SQL Server Intergration Service (SSIS) Architecture
This is an ETL tool a product of MicroSoft.
Integration services is a platform used in building high-performance data integration and workflow solutions, this includes extraction, transformation and loading process for data warehousing.
The data can be processed from various locations and various formats (source locations) and saved to a centralized repository as a Data Warehouse/Data Mart (destination).
Graphical tools and wizards too are included for building and debugging packages.
This is a component of SQL Server and is a descendant of Data Transformation Services-(DTS) that formed a part of SQL Server 7.0. From an end-user perception, DTS and SSIS look similar, but they are different. SSIS has been fully written from the beginning- a new enterprise ETL product and left behind many limitations of DTS. The differences among DTS and SSIS are quite large, and the internal SSIS architecture and DTS too is very different. It has separated the data Flow Engine from the control Flow Engine or SSIS Runtime Engine; designed to attain a higher degree of parallelism and progress the all over performance. Refer the diagram.
SSIS Architecture comprises of the two major components mentioned below
SSIS Runtime Engine
The SSIS runtime engine manages the control flow of a package. This saves the outlay of the packages, runs packages and supports logging, breakpoints, connections, configuration, and transactions. The Run-time engine is a parallel control flow engine which coordinates the implementation of tasks or units of work within SSIS and handles the engine threads which carry out the given tasks.
SSIS runtime engine implements the tasks within a package in a sequential manner. If a runtime engine come across a data flow task within a package while execution, it creates a data flow pipeline and allows that data flow task run in a pipeline.
The Integration service- run on windows is not similar to the SSIS runtime service or engine. It is not necessary only if the design and execution integration service packages are required. This service of windows can be started to handle SSIS packages, such as to connect to multiple SSIS servers, start/stop package in a remote area or locally, control the package store, import or export packages etc.
SSIS Data Flow Engine/Pipeline
SSIS Data Flow engine or Data Flow Pipeline or transformation pipeline engine handles the data flow from the data sources, with transformations on to the target systems. While the execution of Data Flow Task, the SSIS data flow engine extracts the data from one or more sources of data, applies the required transformations and delivers it to one or more destination locations.

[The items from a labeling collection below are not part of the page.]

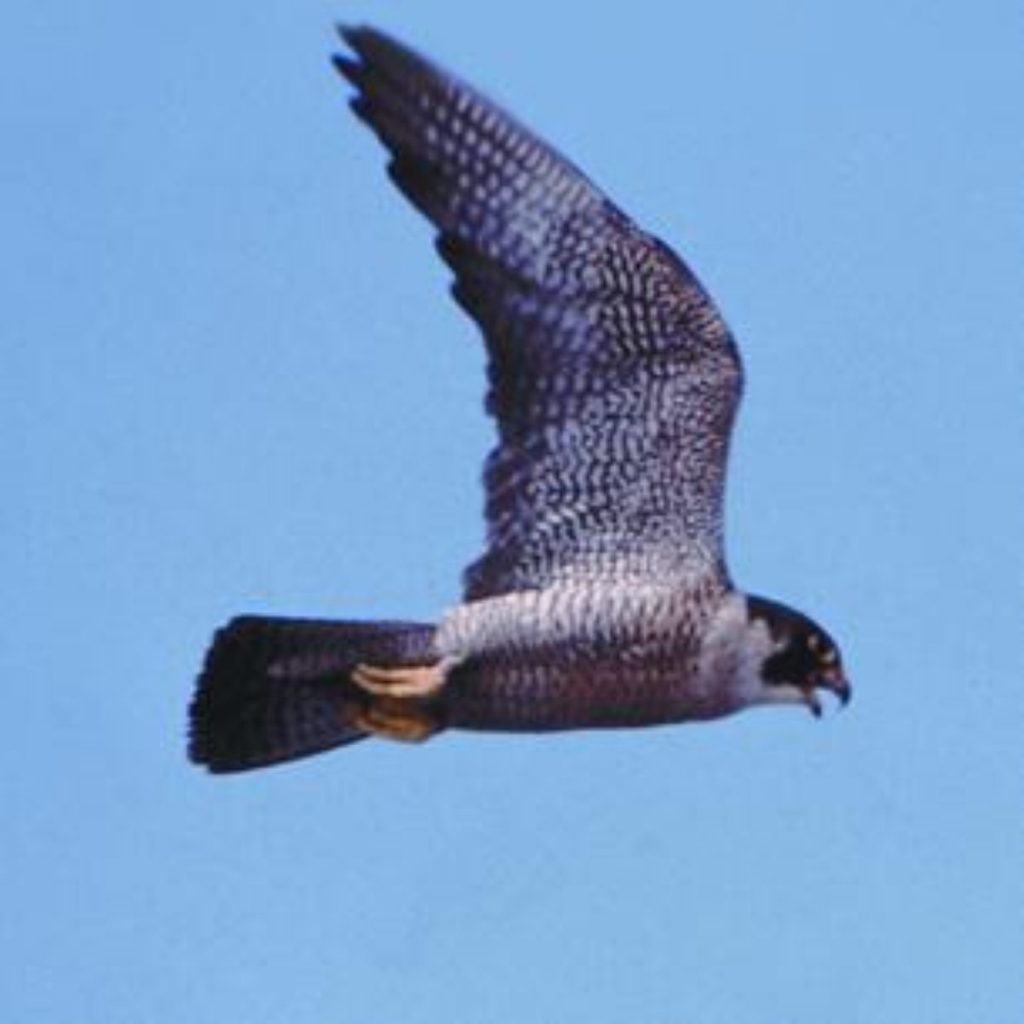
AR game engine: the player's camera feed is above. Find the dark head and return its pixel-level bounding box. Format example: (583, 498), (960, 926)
(746, 596), (852, 716)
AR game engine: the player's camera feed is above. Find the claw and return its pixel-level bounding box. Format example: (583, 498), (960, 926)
(352, 657), (458, 697)
(352, 697), (442, 743)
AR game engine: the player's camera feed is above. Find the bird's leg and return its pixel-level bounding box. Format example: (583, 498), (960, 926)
(352, 656), (461, 699)
(352, 697), (444, 743)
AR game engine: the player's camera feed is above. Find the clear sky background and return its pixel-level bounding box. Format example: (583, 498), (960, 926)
(0, 0), (1024, 1024)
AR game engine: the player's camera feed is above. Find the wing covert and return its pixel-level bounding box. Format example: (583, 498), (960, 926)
(335, 29), (741, 599)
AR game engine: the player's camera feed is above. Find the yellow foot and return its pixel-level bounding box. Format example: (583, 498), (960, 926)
(352, 697), (441, 743)
(352, 657), (458, 697)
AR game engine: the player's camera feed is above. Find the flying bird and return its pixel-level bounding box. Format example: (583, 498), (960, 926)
(189, 28), (850, 772)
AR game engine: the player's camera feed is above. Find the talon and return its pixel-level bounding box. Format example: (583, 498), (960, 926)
(352, 658), (454, 697)
(352, 697), (441, 743)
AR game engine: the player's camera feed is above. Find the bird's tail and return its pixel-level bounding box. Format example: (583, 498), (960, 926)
(188, 615), (435, 772)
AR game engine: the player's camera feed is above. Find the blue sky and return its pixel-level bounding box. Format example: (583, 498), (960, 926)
(0, 0), (1024, 1024)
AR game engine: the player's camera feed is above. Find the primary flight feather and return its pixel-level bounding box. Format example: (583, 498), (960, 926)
(189, 28), (850, 771)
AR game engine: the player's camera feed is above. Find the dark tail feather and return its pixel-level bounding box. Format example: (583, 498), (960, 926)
(188, 615), (436, 772)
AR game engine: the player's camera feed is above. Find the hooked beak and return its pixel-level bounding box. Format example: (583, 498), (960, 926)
(804, 667), (853, 718)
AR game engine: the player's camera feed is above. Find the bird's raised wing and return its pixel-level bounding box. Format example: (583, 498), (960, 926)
(335, 29), (741, 599)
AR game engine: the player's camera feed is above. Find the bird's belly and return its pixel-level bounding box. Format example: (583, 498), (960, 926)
(444, 649), (734, 732)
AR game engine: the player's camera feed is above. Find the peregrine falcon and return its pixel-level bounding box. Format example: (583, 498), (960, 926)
(189, 28), (850, 772)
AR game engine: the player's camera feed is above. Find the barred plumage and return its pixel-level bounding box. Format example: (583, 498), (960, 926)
(190, 29), (849, 771)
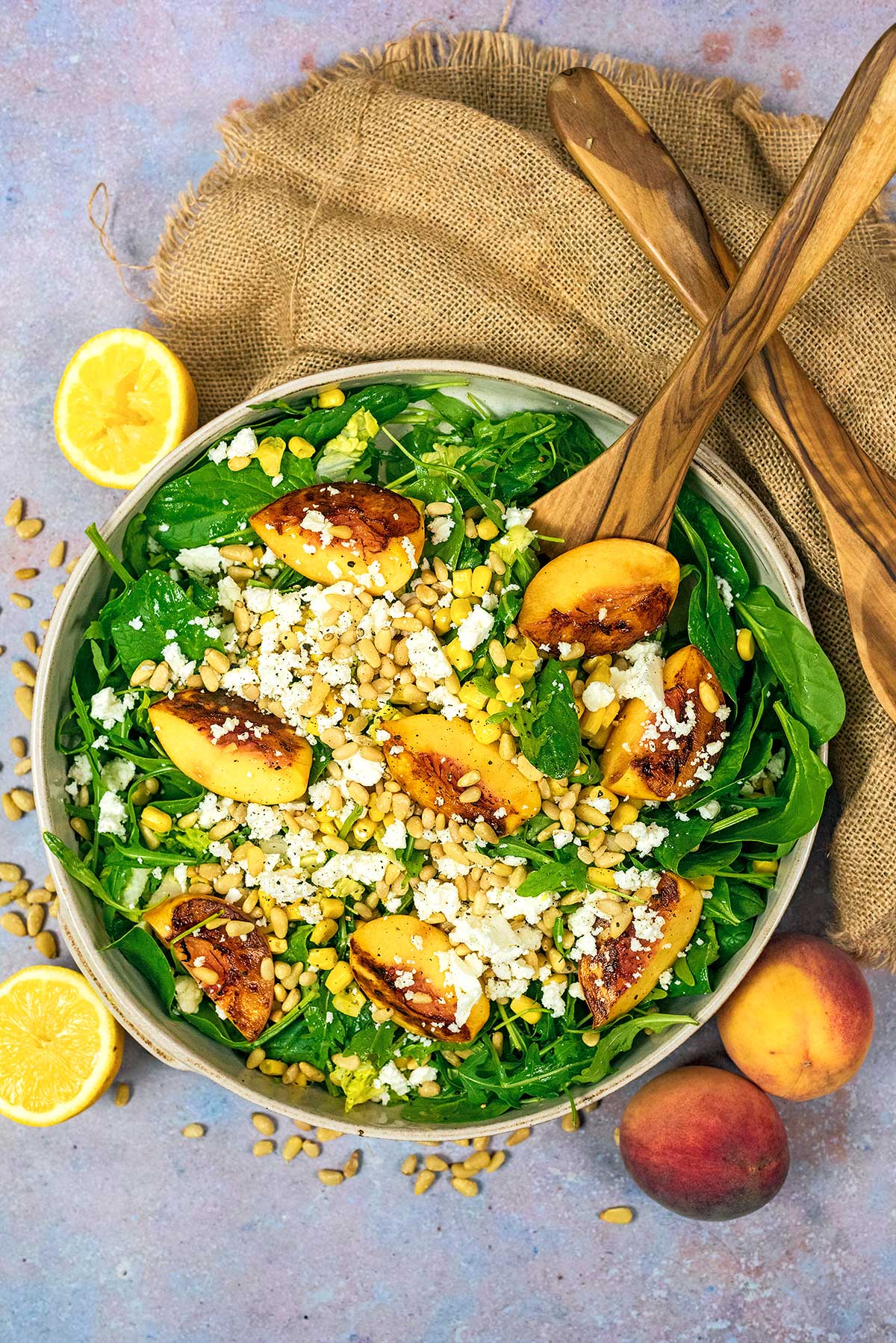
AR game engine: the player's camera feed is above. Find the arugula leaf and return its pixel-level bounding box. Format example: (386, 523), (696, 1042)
(517, 858), (588, 899)
(735, 587), (846, 747)
(516, 658), (582, 779)
(677, 485), (750, 596)
(101, 569), (224, 675)
(572, 1011), (696, 1084)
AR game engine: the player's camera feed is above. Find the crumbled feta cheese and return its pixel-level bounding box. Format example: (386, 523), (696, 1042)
(90, 686), (137, 732)
(457, 606), (494, 653)
(177, 545), (227, 579)
(97, 793), (128, 840)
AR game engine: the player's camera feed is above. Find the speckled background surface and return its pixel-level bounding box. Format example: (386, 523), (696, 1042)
(0, 0), (896, 1343)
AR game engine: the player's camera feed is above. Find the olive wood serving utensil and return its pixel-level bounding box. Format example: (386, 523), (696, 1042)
(548, 69), (896, 720)
(533, 28), (896, 577)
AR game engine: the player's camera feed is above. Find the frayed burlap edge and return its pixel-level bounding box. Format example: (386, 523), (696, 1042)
(146, 31), (896, 970)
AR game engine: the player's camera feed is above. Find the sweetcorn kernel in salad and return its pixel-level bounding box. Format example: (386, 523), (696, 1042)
(46, 384), (842, 1123)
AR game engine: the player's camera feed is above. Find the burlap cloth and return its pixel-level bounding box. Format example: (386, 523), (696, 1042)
(150, 32), (896, 966)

The Data flow engine works by buffering. It extracts the data from the source and stores the same in a buffer (memory structure) and applies the transformations in a buffer or memory itself instead of processing it row wise. Processing is much faster without physically copy/stage the data at every step of the data integration; the data flow machine manipulates the data while transferring from the source to the target system or location.
Both the above mentioned components are greatly influenced by the external to SSIS conditions, like network bandwidth and communication with the external systems like database servers, FTP servers or mailing servers.